Dice Jaime Ferrater que más que la muerte, lo que fascinaba a Costafreda eran los suicidas: “Veía en ellos el máximo signo de libertad. Encarnaban, seguramente para él, la máxima transgresión.” Irónicamente, el último libro de Costafreda, sobre el que estaba trabajando Carlos Barral cuando éste se suicidó y que se editaría póstumamente se llamaba “Suicidios y otras muertes”. El libro trae un poema titulado “Vendrá la muerte y tendrá tus ojos”, que es un homenaje a Pavese. No es de los mejores del libro, pero sus tres últimos versos me encantan: “… Fueron pretextos en realidad,/ la libertad, la tentación vencieron/ el terror y el instinto.” Mi interpretacion es que para Costafreda el suicida es un ser absolutamente libre que se deja tentar por la nada, superando el miedo y el instinto de conservación. Más patético y, en mi opinión, mejor es el poema “El ahorcado”.

“El ahorcado era un hombre
miserable, sin fe.
Nadie pudo explicar
su gesto, su miseria.

Aún muerto sin embargo
el brillo de los ojos
decían, revelaba
una incurable soledad.

El inventario es leve,
descubrieron dispersas
fotos antiguas,
piezas varias de identidad
y una vieja cruz sin hombre.”

Costafreda no sería el único poeta español de aquella generación que optaría por la vía rápida de salida.

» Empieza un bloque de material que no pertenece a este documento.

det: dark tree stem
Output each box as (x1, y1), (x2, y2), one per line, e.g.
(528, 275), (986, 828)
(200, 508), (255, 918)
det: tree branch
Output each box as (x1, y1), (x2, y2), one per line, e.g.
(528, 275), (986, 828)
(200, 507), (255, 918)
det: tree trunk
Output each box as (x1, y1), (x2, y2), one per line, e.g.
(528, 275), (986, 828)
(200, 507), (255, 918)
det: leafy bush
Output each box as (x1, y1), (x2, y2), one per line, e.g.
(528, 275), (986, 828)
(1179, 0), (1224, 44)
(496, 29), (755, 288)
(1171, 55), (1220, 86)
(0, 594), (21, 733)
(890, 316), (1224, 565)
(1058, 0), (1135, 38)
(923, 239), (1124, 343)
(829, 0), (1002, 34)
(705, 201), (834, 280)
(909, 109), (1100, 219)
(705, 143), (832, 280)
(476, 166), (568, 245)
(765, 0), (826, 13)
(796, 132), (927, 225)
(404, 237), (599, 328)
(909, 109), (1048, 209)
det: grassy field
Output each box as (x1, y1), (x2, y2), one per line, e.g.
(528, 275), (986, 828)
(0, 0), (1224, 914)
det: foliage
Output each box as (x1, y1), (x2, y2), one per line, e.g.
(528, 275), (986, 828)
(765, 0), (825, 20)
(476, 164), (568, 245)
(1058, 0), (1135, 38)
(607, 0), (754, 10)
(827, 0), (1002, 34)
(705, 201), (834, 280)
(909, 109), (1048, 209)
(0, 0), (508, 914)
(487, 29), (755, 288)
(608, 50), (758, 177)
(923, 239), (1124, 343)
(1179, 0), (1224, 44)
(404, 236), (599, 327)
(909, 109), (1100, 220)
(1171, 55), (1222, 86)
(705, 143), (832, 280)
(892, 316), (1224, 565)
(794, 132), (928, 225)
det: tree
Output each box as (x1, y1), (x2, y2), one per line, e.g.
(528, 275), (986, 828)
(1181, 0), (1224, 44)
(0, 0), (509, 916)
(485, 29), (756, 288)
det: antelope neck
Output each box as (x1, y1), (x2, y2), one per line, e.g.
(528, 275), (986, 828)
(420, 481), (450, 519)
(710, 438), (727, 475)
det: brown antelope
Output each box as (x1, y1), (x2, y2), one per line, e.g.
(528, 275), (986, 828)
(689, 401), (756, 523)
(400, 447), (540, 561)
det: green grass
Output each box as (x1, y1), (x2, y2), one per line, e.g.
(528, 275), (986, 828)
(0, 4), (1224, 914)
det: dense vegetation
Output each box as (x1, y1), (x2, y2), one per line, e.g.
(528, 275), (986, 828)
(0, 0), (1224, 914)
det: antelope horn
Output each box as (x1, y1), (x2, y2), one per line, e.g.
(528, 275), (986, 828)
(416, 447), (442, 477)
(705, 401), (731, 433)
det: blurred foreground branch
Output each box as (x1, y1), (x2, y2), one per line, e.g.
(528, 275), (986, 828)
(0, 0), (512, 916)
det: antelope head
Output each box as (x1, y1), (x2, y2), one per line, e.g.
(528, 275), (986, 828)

Justo dos años antes que él, el poeta Gabriel Ferrater había tomado el mismo camino. Pastillas, alcohol y una bolsa en la cabeza; parece que su padre había hecho algo parecido catorce años antes. Hay familias en las que el suicidio pasa de padres a hijos como en otras la hemofilia o la altura.

Filósofo, lingüista, crítico de arte, poeta, traductor y seductor… Ferrater era de las personas que pasan por la vida como un tornado, el tipo de personas que sospechan que la vejez no será su patria. Cuando tenía 35 años le confesó a su amigo Jaime Salinas que se suicidaría a los cincuenta, porque a esa edad tiene que haberse hecho todo lo que se tenía que hacer y, además, odiaba oler a viejo. Cumplió su palabra.

Aquí me paro y sé que todavía no he hablado ni de José Agustín Goytisolo, ni de Klaus Mann, ni de Paul Celan, ni de Romain Gary… la lista es demasiado larga y ya empieza a deprimirme.

Algún día, si tengo ganas, hablaré de los escritores que salieron del escenario antes de tiempo, pero no voluntariamente. Simplemente que hay mucho cabrón por ahí suelto.